Haskell is available for almost all computers and operating systems. This program is used for general purposes, and is considered to be a functional programming language. Some of its features are type classes, static typing, and some other high order functions.

Haskell is named after Haskell Curry, and is a only a functional program. The language has been standardized. It is a very popular language, among the functional languages, and this language is used for a lot of research.

This language was first known as “The Haskell 98 Report”. This version was then revised and was later seen as the “Haskell 98 Language and Libraries: The Revised Report”, in 2003. This language is continuing to evolve rapidly. In the year 2006, efforts were taken to revise the standard version of the language. This was termed the “Haskell Prime”. As mentioned, this was motivated at bringing a minor revision to the version.

This language Haskell is a functional language unlike C, Java and Pascal, which are all imperative languages. While the former has a single expression, the latter languages have a chain of commands. The one single expression is executed by its evaluation in Haskell. This is similar to a spreadsheet. In a spreadsheet we fill in the cells with its values, in terms with the other cells. Here we focus on what information has to be computed, not how we can compute this information. So it is with Haskell. 
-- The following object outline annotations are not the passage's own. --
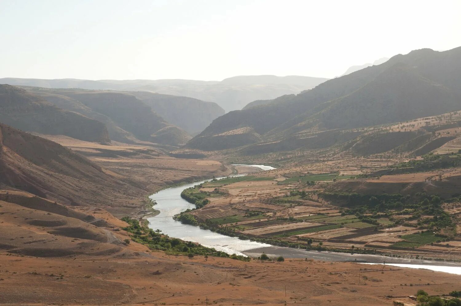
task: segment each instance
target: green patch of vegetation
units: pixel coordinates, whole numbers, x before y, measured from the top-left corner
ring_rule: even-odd
[[[228,184],[232,184],[232,183],[236,183],[239,182],[246,182],[248,181],[272,181],[274,178],[275,177],[255,177],[254,175],[245,175],[242,177],[233,177],[222,178],[220,180],[215,179],[212,180],[210,182],[210,183],[214,185],[217,185],[218,184],[227,185]]]
[[[235,223],[236,222],[241,222],[242,221],[246,221],[250,220],[262,219],[266,218],[266,217],[264,215],[261,214],[260,212],[254,212],[253,213],[247,213],[246,215],[244,216],[236,215],[235,216],[229,216],[228,217],[222,217],[213,219],[208,219],[207,221],[213,224],[220,225],[228,223]]]
[[[404,196],[398,194],[366,194],[331,192],[321,192],[319,195],[329,201],[341,203],[348,207],[344,213],[354,214],[366,223],[388,226],[393,224],[407,224],[407,221],[416,220],[415,226],[425,227],[436,232],[443,229],[445,233],[455,233],[456,222],[454,219],[456,217],[443,210],[443,199],[437,195],[428,195],[424,193]],[[455,197],[445,201],[457,202],[459,200],[459,198]],[[410,217],[395,218],[395,220],[389,218],[399,214],[410,215]]]
[[[200,184],[185,189],[181,193],[181,197],[189,203],[195,204],[196,208],[201,208],[209,202],[206,198],[210,194],[201,191],[202,187],[203,185]]]
[[[249,258],[244,256],[235,254],[230,256],[214,248],[206,247],[190,241],[183,241],[177,238],[170,238],[162,234],[160,230],[154,231],[145,225],[140,224],[138,220],[129,217],[124,217],[122,220],[128,224],[128,226],[123,229],[131,234],[131,240],[146,246],[150,250],[163,251],[168,254],[187,255],[189,258],[193,257],[194,255],[202,255],[249,260]]]
[[[279,183],[286,185],[293,182],[299,182],[302,184],[314,185],[316,182],[346,180],[353,177],[352,175],[339,175],[338,173],[320,173],[319,174],[308,174],[301,177],[289,177],[282,181]]]
[[[414,242],[409,241],[400,241],[390,246],[391,247],[405,247],[411,248],[412,247],[419,247],[422,246],[422,243]]]
[[[404,236],[402,236],[401,238],[408,241],[418,242],[423,244],[428,244],[431,242],[434,242],[441,239],[440,236],[437,237],[433,232],[429,231],[423,232],[420,234],[412,234],[409,235],[405,235]]]
[[[346,227],[352,228],[353,229],[366,229],[367,227],[374,226],[374,225],[369,223],[366,223],[365,222],[359,221],[358,222],[351,222],[348,223],[347,225],[345,225],[345,226],[346,226]]]
[[[319,227],[315,227],[311,229],[307,229],[306,230],[294,230],[290,232],[288,232],[287,233],[284,233],[284,234],[281,234],[280,235],[276,235],[275,237],[290,237],[290,236],[295,236],[296,235],[300,235],[303,234],[308,234],[309,233],[314,233],[315,232],[320,232],[323,230],[334,230],[335,229],[339,229],[340,227],[342,227],[341,224],[331,224],[329,225],[325,225],[325,226],[320,226]]]
[[[391,225],[394,224],[394,222],[390,220],[387,218],[379,218],[376,219],[379,224],[383,225]]]
[[[459,167],[461,164],[461,154],[438,154],[429,153],[423,155],[422,159],[412,159],[399,163],[392,168],[405,169],[408,172],[420,172],[441,168]]]

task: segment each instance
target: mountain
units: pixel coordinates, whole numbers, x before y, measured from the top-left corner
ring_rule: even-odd
[[[379,59],[377,59],[375,61],[373,62],[373,63],[367,63],[366,64],[364,64],[363,65],[356,65],[355,66],[351,66],[348,70],[346,71],[346,72],[342,74],[340,76],[345,76],[347,74],[349,74],[349,73],[352,73],[352,72],[355,72],[356,71],[358,71],[361,70],[363,68],[366,68],[367,67],[369,66],[372,66],[373,65],[380,65],[383,63],[385,63],[386,61],[389,60],[389,58],[384,57]]]
[[[219,117],[186,147],[211,151],[253,142],[247,154],[325,147],[357,135],[343,130],[459,110],[461,47],[399,54],[279,99]]]
[[[192,138],[187,132],[167,122],[149,106],[129,93],[26,88],[60,107],[104,123],[112,138],[117,141],[133,143],[140,140],[178,146]],[[159,137],[156,133],[161,130],[162,136]]]
[[[196,135],[225,112],[212,102],[145,91],[130,92],[170,123]]]
[[[145,192],[120,177],[55,142],[0,124],[0,189],[96,206]]]
[[[272,100],[313,88],[328,79],[299,76],[240,76],[219,81],[193,80],[44,80],[5,78],[0,82],[46,88],[80,88],[147,91],[190,97],[217,103],[226,112],[239,110],[255,100]]]
[[[101,122],[59,108],[39,96],[14,86],[0,84],[0,122],[17,129],[89,141],[110,141]]]

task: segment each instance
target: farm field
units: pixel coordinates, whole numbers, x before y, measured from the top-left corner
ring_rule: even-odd
[[[337,187],[340,188],[337,189],[339,193],[343,188],[354,190],[355,184],[359,182],[361,185],[357,186],[361,188],[368,188],[369,186],[371,186],[370,192],[385,194],[385,192],[396,192],[386,189],[386,187],[382,190],[378,185],[395,188],[394,182],[417,183],[424,182],[427,176],[438,175],[437,171],[431,171],[382,176],[378,178],[350,179],[366,172],[368,169],[375,170],[393,163],[385,159],[354,159],[310,165],[308,171],[311,173],[307,174],[303,174],[308,169],[306,166],[288,170],[275,169],[264,174],[249,175],[244,178],[225,179],[202,186],[203,191],[218,192],[219,195],[207,197],[209,204],[190,213],[207,224],[218,226],[224,229],[225,232],[232,232],[233,235],[242,235],[245,239],[264,241],[272,239],[304,246],[310,241],[309,243],[313,243],[313,245],[322,242],[324,246],[332,247],[350,249],[355,246],[355,250],[375,250],[408,256],[414,253],[427,256],[431,252],[434,252],[431,255],[442,257],[458,253],[457,248],[459,247],[455,246],[455,241],[445,237],[444,241],[446,241],[449,246],[445,243],[442,247],[436,245],[436,241],[441,240],[441,237],[419,234],[421,229],[425,230],[427,227],[426,229],[424,226],[421,227],[421,221],[414,218],[416,212],[414,207],[417,207],[414,205],[402,210],[401,213],[391,209],[386,211],[374,209],[370,212],[366,210],[373,209],[370,204],[365,204],[361,210],[351,209],[348,205],[358,207],[363,205],[364,201],[366,203],[370,200],[372,195],[358,198],[351,204],[348,204],[343,200],[329,199],[323,195],[324,190],[331,190],[329,186]],[[361,165],[361,170],[355,169],[359,165]],[[316,168],[314,166],[322,168]],[[320,169],[323,173],[319,171]],[[451,169],[450,172],[448,170],[443,171],[446,173],[442,177],[447,179],[461,175],[460,169]],[[335,182],[333,182],[334,178]],[[313,184],[313,181],[317,182]],[[372,186],[367,185],[368,182],[372,183]],[[431,185],[429,186],[430,188]],[[197,194],[202,194],[198,191]],[[430,200],[429,198],[430,203]],[[395,200],[390,198],[384,201],[393,208],[393,200]],[[405,199],[401,201],[402,203]],[[461,211],[461,204],[446,206],[454,214],[457,213],[458,210]],[[428,213],[421,215],[421,219],[430,220],[432,218]],[[431,242],[433,246],[431,245]],[[443,247],[444,248],[440,248]],[[460,255],[461,258],[461,253]]]

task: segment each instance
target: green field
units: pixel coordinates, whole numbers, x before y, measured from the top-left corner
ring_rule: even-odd
[[[238,182],[246,182],[248,181],[272,181],[274,179],[274,178],[275,178],[275,177],[257,177],[253,175],[246,175],[243,177],[235,177],[223,178],[222,179],[218,180],[217,181],[211,182],[210,182],[210,183],[213,185],[216,185],[217,184],[227,185],[227,184],[236,183]]]
[[[405,235],[402,236],[401,238],[408,241],[418,242],[424,244],[434,242],[437,240],[440,240],[441,239],[440,237],[437,237],[433,233],[431,232],[424,232],[421,234],[412,234],[409,235]]]
[[[394,224],[394,222],[390,221],[387,218],[379,218],[377,219],[376,221],[383,225],[391,225]]]
[[[376,226],[376,225],[362,222],[353,222],[349,223],[347,225],[346,225],[346,227],[351,227],[354,229],[366,229],[367,227],[372,227],[372,226]]]
[[[312,229],[307,229],[306,230],[295,230],[284,234],[281,234],[276,235],[274,237],[290,237],[296,235],[300,235],[302,234],[308,234],[309,233],[314,233],[315,232],[319,232],[323,230],[334,230],[334,229],[339,229],[342,227],[340,224],[335,224],[330,225],[325,225],[319,227],[315,227]]]
[[[236,222],[240,222],[242,221],[246,221],[249,220],[256,220],[256,219],[263,219],[266,218],[264,215],[258,215],[258,216],[253,216],[252,217],[245,217],[244,216],[229,216],[229,217],[222,217],[219,218],[215,218],[214,219],[208,219],[208,221],[213,222],[215,224],[220,225],[221,224],[227,224],[228,223],[235,223]]]
[[[308,182],[313,181],[314,182],[322,182],[323,181],[332,181],[333,179],[336,178],[337,180],[345,180],[350,178],[354,176],[352,175],[339,175],[337,173],[322,173],[320,174],[311,174],[302,177],[290,177],[284,181],[280,182],[281,184],[290,184],[293,182],[296,182],[298,181],[303,183],[306,183]]]
[[[418,242],[412,242],[409,241],[401,241],[399,242],[397,242],[396,243],[394,243],[390,246],[390,247],[411,248],[413,247],[419,247],[422,245],[423,245],[422,243],[419,243]]]
[[[326,217],[325,218],[317,219],[316,222],[338,222],[341,223],[343,221],[345,221],[351,219],[356,219],[357,217],[354,215],[349,215],[349,216],[336,216],[335,217]]]
[[[424,232],[421,234],[412,234],[409,235],[402,236],[401,238],[406,241],[401,241],[394,243],[391,247],[418,247],[431,242],[435,242],[441,238],[437,237],[431,232]]]

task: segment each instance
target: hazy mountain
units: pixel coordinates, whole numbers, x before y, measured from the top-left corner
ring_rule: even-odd
[[[352,73],[352,72],[355,72],[356,71],[358,71],[363,68],[366,68],[367,67],[370,66],[372,66],[373,65],[380,65],[383,63],[385,63],[388,60],[389,60],[389,58],[381,58],[379,59],[377,59],[375,61],[372,63],[367,63],[366,64],[364,64],[363,65],[356,65],[355,66],[351,66],[348,70],[346,71],[346,72],[342,74],[340,76],[345,76],[347,74],[349,74],[349,73]]]
[[[169,123],[196,135],[225,112],[218,104],[193,98],[145,91],[130,92]]]
[[[106,116],[123,131],[141,140],[179,146],[191,138],[186,132],[166,122],[150,106],[130,94],[72,89],[56,89],[53,92],[78,101],[92,111]],[[171,137],[162,137],[160,141],[155,133],[166,127],[170,128],[164,130],[164,133],[169,131],[173,133]]]
[[[298,76],[241,76],[222,81],[192,80],[77,80],[6,78],[0,82],[47,88],[140,91],[190,97],[217,103],[226,112],[241,109],[252,101],[298,94],[328,79]]]
[[[110,141],[101,122],[57,107],[41,97],[0,85],[0,122],[24,131],[63,135],[89,141]]]
[[[313,133],[327,135],[331,133],[328,131],[460,110],[461,47],[443,52],[423,49],[396,55],[380,65],[332,79],[280,100],[228,113],[215,120],[187,146],[219,150],[223,139],[232,137],[236,141],[226,141],[233,147],[247,145],[249,140],[258,143],[247,148],[247,153],[290,150],[308,147],[321,138]],[[332,145],[354,135],[331,136],[315,146]],[[258,141],[258,138],[264,140]]]

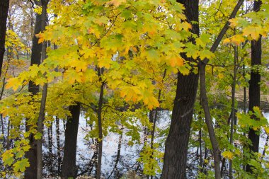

The strengths of Haskell have been used in several projects, though it has a very small user community compared to other languages. There are certain characteristic features, which include single assignment, guards and definable operators to name a few. It has unique characteristics in the name of monads and type classes. The language is able to support functions like lazy evaluation and algebraic data types. This is the best part of the language, that these features can be combined to make functions. This is very easy to accomplish in this language, compared to procedural programming language.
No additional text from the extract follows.